Product Context
Voya Financial wants to score incoming financial transactions for fraud across retirement disbursements, account transfers, and linked payment activity in Voya's digital servicing surfaces. The system is used by members, contact-center agents, and risk operations teams, and must decide in real time whether to approve, step up authentication, hold for review, or decline.
Scale
| Signal | Value |
|---|
| Registered members | 9M |
| Monthly active digital users | 3.5M |
| Transactions/day | 18M |
| Peak transaction QPS | 2,500 |
| Peak feature lookups QPS | 25,000+ |
| Historical labeled transactions | 4.2B over 3 years |
| Fraud rate | ~0.18% of transactions |
| End-to-end decision latency budget (p99) | 120ms |
Fraud labels are delayed and noisy: some chargebacks or confirmed fraud cases arrive days later, while many transactions have no explicit negative label. The business cares about reducing fraud loss without causing excessive false positives that block legitimate retirement and benefits activity.
Task
Design an end-to-end ML system for real-time fraud detection at Voya Financial. Address the following:
- Clarify the product requirements, decision actions, and key business tradeoffs between fraud capture and customer friction.
- Propose a multi-stage architecture for real-time scoring, including fast candidate/rule gating, ML ranking/scoring, and a final policy or re-ranking layer for actioning.

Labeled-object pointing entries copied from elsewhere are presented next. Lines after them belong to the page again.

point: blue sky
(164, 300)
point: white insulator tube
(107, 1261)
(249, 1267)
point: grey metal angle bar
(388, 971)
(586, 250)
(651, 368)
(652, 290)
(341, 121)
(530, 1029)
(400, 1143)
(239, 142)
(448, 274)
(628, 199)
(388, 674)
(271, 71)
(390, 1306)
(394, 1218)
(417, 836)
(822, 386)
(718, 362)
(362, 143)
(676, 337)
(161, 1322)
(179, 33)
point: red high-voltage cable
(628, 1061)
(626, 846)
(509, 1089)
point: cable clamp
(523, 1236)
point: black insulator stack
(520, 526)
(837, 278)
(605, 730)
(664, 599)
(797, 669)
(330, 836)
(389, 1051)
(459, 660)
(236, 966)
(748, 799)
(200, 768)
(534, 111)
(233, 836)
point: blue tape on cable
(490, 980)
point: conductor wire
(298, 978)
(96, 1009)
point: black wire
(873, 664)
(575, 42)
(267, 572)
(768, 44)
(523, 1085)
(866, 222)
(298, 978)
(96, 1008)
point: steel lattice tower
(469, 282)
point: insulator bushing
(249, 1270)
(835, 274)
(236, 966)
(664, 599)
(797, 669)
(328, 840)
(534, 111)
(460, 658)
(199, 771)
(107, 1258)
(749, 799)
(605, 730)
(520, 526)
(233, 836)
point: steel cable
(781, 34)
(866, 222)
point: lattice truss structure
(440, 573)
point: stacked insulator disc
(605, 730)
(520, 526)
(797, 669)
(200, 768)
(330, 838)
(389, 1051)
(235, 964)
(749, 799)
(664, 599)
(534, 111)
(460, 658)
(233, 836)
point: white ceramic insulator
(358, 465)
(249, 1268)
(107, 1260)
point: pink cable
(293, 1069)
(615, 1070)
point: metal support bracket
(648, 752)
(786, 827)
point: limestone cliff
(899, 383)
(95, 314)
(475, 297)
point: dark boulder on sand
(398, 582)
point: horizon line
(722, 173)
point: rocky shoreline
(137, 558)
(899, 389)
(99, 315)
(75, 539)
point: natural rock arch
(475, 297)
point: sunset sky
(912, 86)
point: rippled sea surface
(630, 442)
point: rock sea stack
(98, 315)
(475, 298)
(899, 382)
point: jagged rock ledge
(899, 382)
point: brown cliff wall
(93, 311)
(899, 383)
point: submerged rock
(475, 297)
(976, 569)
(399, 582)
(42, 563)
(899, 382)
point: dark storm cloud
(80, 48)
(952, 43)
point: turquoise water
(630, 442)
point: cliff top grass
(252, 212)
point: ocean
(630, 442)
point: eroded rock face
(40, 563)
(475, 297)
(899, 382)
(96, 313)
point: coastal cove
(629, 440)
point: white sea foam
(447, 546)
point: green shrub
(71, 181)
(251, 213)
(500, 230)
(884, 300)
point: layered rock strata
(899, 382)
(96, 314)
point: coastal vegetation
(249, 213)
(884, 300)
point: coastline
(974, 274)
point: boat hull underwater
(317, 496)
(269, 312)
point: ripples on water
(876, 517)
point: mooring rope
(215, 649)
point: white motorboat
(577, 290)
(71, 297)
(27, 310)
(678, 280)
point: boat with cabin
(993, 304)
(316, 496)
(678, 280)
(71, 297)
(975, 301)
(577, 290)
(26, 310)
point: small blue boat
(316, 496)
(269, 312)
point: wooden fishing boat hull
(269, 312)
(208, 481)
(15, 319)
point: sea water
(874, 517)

- Design the offline and online data architecture: feature computation, feature store, training cadence, label generation, and feedback loop.
- Choose models for each stage and justify them under class imbalance, delayed labels, and strict latency constraints.
- Define offline evaluation, online rollout, monitoring, and alerting, including calibration, drift, and training-serving skew.
- Identify major failure modes and how the system should fail safely under outages or degraded dependencies.
Constraints
- Must support hard compliance and audit requirements: every decision must be explainable and reproducible.
- PII usage is restricted; sensitive features require governed access and lineage.
- Some features must be updated in near real time (device velocity, recent transfer count, IP risk), while others can be batch refreshed daily.
- False positives are expensive: blocking a legitimate retirement withdrawal or rollover creates customer and regulatory risk.
- The system must remain available during feature store or model service degradation, with deterministic fallback behavior.